WAF rule blocks one Google Cloud subnet even if it is allowed

Hello everyone,

I just discovered the (free) Cloudflare services that I want to use ‘in front of’ my website, a Home Assistant installation.

I’m trying to get the Google Cloud/Assistant IP ranges to be accepted by an allow rule in the WAF, but for some reason, a specific range is blocked (by my second rule, a geoip rule allowing only my country The Netherlands). Other Google IP ranges pass my Google Cloud rule and pass the country rule without problems.

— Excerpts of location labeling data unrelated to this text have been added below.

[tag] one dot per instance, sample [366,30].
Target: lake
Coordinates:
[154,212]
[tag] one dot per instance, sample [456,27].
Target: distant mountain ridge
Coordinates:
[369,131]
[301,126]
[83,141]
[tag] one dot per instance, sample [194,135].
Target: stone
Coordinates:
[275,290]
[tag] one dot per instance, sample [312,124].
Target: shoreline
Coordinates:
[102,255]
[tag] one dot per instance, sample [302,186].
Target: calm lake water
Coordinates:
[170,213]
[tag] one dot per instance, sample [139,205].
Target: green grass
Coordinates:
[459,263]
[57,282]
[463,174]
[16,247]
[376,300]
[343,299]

The first rule, the Google allow rule, is:

(ip.src in {8.8.4.0/24 8.8.8.0/24 8.34.208.0/20 8.35.192.0/20 23.236.48.0/20 23.251.128.0/19 34.64.0.0/10 34.128.0.0/10 35.184.0.0/13 35.192.0.0/14 35.196.0.0/15 35.198.0.0/16 35.199.0.0/17 35.199.128.0/18 35.200.0.0/13 35.208.0.0/12 35.224.0.0/12 35.240.0.0/13 64.15.112.0/20 64.233.160.0/19 66.102.0.0/20 **66.249.64.0/19** 70.32.128.0/19 72.14.192.0/18 74.114.24.0/21 74.125.0.0/16 104.154.0.0/15 104.196.0.0/14 104.237.160.0/19 107.167.160.0/19 107.178.192.0/18 108.59.80.0/20 108.170.192.0/18 108.177.0.0/17 130.211.0.0/16 136.112.0.0/12 142.250.0.0/15 146.148.0.0/17 162.216.148.0/22 162.222.176.0/21 172.110.32.0/21 172.217.0.0/16 172.253.0.0/16 173.194.0.0/16 173.255.112.0/20 192.158.28.0/22 192.178.0.0/15 193.186.4.0/24 199.36.154.0/23 199.36.156.0/24 199.192.112.0/22 199.223.232.0/21 207.223.160.0/20 208.65.152.0/22 208.68.108.0/22 208.81.188.0/22 208.117.224.0/19 209.85.128.0/17 216.58.192.0/19 216.73.80.0/20 216.239.32.0/19} and ip.geoip.asnum eq 15169 and http.host eq "my.homeassistant.domain" and http.request.uri.path eq "/api/google_assistant") or (http.request.uri.path eq "/auth/token")

My second, the all-other-countries-blocked-except-NL, is:

(not ip.geoip.country in {"NL"} and http.host eq "my.homeassistant.domain")

My problem is, that when Google Assistant uses an IP in the 66.249.81.* range, that is does not match the first rule, and is blocked by the second rule, eventhough 66.249.81.* is part of the 66.249.64.0/19 subnet in the first rule.

Only difference I can find is that the rande 66.249.81.* is listed as

Country: Unknown states, other entities or organizations

and all other Google Cloud IPs have a country.

Can someone please advise me?
Thank you :slight_smile:

I added ** ** in the first rule to highlight the specific subnet, it is not really there in the rule itself :wink:

The Firewall Events Activity Log should show you which rule is allow/blocking that IP address. If it triggers the first rule, it shouldn’t trigger the second rule.

The second rule, the country blocking rule, blocks that specific range, because it isn’t The Nehterlands. The other Google IPs, which aren’t originating from NL either, are not being blocked by the second rule and are allowed by the first rule…

This topic was automatically closed 15 days after the last reply. New replies are no longer allowed.